In general, the reflectometer results for permanent teeth were more promising than those for deciduous teeth. This is also mirrored on the intra-rater agreements for BEWE scores, where we observed a high intra-rater agreement for permanent teeth, and lower agreement for deciduous teeth. The differences between permanent and deciduous teeth can be twofold. Firstly, the lower overall diagnostic performance of the reflectometer for deciduous teeth is analogous to the difficulty in visually detecting ETW on deciduous teeth [13]. Secondly, the curvature of the surface of the teeth could influence the SRI results, where flatter and smoother surfaces provide higher reflectivity, thus higher SRI values. In other words, the lower SRI values observed in deciduous teeth is, in parts, the outcome of their greater curvature as opposed to the permanent teeth, which have comparably flatter labial surfaces.

Although the present in vitro study used extracted teeth, our results provide a good perspective as to how the reflectometer will work in the clinical environment, but two issues arise.
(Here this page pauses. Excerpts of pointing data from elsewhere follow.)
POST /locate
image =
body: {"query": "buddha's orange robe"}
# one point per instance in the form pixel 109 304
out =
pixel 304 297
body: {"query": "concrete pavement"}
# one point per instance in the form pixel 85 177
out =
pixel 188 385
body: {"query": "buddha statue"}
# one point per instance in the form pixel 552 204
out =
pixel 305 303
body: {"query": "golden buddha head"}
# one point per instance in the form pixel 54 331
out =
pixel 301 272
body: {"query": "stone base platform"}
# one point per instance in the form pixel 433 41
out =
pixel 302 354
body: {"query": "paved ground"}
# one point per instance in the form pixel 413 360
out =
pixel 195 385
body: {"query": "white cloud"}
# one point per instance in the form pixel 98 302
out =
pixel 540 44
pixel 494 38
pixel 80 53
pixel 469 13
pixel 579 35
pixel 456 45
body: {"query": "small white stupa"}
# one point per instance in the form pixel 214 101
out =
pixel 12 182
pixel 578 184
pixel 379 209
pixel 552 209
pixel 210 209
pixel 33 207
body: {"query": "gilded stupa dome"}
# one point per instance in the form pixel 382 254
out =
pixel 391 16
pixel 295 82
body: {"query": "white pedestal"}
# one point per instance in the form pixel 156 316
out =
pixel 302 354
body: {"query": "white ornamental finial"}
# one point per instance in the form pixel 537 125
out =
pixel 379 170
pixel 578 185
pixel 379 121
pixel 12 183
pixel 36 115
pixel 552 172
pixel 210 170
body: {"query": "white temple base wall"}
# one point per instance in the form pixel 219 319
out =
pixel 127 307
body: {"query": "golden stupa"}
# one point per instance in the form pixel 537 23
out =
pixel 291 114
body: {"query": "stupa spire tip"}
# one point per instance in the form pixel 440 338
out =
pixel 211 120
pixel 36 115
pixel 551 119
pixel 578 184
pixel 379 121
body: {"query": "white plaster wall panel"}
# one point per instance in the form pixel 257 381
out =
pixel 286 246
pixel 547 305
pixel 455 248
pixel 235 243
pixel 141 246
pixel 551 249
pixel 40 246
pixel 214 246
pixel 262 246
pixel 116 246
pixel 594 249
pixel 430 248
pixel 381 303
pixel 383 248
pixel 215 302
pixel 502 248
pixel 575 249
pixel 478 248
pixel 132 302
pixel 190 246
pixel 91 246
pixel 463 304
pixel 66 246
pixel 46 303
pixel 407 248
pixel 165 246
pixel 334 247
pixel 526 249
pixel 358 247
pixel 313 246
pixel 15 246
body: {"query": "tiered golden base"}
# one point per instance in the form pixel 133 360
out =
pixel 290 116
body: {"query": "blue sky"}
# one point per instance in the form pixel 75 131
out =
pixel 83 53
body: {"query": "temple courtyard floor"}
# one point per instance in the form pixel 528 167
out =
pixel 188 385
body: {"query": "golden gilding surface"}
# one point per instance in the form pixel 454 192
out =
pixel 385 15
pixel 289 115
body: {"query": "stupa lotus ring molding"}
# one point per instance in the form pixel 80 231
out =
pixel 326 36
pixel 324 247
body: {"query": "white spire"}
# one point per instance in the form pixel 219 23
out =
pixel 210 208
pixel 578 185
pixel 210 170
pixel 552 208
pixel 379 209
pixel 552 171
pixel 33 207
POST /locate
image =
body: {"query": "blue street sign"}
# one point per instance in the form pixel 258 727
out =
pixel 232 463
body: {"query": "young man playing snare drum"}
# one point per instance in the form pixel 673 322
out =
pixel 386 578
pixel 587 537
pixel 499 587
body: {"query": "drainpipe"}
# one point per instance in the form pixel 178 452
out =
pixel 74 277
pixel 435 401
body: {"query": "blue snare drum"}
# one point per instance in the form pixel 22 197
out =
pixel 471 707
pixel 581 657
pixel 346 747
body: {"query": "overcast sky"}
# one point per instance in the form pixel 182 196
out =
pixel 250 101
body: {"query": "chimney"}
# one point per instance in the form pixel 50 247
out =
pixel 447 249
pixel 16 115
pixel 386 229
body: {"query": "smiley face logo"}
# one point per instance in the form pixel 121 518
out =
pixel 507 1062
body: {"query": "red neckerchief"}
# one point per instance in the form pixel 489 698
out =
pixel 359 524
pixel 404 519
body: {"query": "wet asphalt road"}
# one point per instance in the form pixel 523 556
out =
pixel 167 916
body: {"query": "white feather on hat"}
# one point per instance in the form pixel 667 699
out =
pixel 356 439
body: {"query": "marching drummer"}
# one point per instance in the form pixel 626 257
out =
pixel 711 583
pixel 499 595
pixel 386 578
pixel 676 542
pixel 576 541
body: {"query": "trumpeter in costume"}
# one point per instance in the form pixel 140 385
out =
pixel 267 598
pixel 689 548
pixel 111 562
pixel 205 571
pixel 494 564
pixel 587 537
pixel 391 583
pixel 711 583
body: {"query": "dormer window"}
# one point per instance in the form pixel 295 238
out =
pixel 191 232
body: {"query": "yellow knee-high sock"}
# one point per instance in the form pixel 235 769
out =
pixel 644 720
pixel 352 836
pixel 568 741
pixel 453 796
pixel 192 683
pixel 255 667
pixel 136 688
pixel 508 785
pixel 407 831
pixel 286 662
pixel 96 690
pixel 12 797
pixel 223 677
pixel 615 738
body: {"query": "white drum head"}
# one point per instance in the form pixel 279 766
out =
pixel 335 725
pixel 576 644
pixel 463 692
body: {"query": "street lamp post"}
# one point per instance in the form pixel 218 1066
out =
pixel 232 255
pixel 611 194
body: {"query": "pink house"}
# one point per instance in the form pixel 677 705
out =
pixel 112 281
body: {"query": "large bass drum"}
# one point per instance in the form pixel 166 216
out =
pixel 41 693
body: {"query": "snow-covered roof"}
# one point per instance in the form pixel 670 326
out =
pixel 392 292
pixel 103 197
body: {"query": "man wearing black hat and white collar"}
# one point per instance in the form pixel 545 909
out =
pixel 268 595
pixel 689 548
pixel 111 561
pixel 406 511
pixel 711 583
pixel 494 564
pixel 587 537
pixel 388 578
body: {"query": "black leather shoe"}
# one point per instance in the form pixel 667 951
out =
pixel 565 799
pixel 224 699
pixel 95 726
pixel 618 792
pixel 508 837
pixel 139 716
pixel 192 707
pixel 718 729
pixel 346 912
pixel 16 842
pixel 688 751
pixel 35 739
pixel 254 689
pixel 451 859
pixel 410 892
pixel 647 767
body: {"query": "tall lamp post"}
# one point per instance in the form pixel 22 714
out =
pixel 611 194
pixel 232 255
On the one hand, differentiating very early ETW lesions can be challenging, and since there is still no gold standard for the clinical evaluation of ETW, diagnosis is dependable on the visual examination of the dentist. On the other hand, the reflectometer does not measure the amount of tooth surface already lost in the ETW process, so the use of the device in the clinical environment will not substitute clinical diagnosis. In this regard, it is important to bear in mind that more severe ETW can be easily judged in the clinic; ergo, the reflectometer would rather serve as an aid in the decision-making process when diagnosing initial ETW lesions on enamel. Also, the reflectometer could provide valuable numerical data for ETW in permanent enamel. So the device is a promising tool for in vitro, in situ, and clinical research purposes. Still, additional studies are necessary to verify the possible use of the reflectometer in the clinic. It is worth mentioning that we performed the present study focusing on ETW involving enamel. Further experiments should also verify the performance of the reflectometer on advanced ETW with exposed dentine.

In conclusion, the reflectometer was able to adequately differentiate ETW on permanent teeth, and it generated highly reliable and reproducible measurements for native tooth surfaces.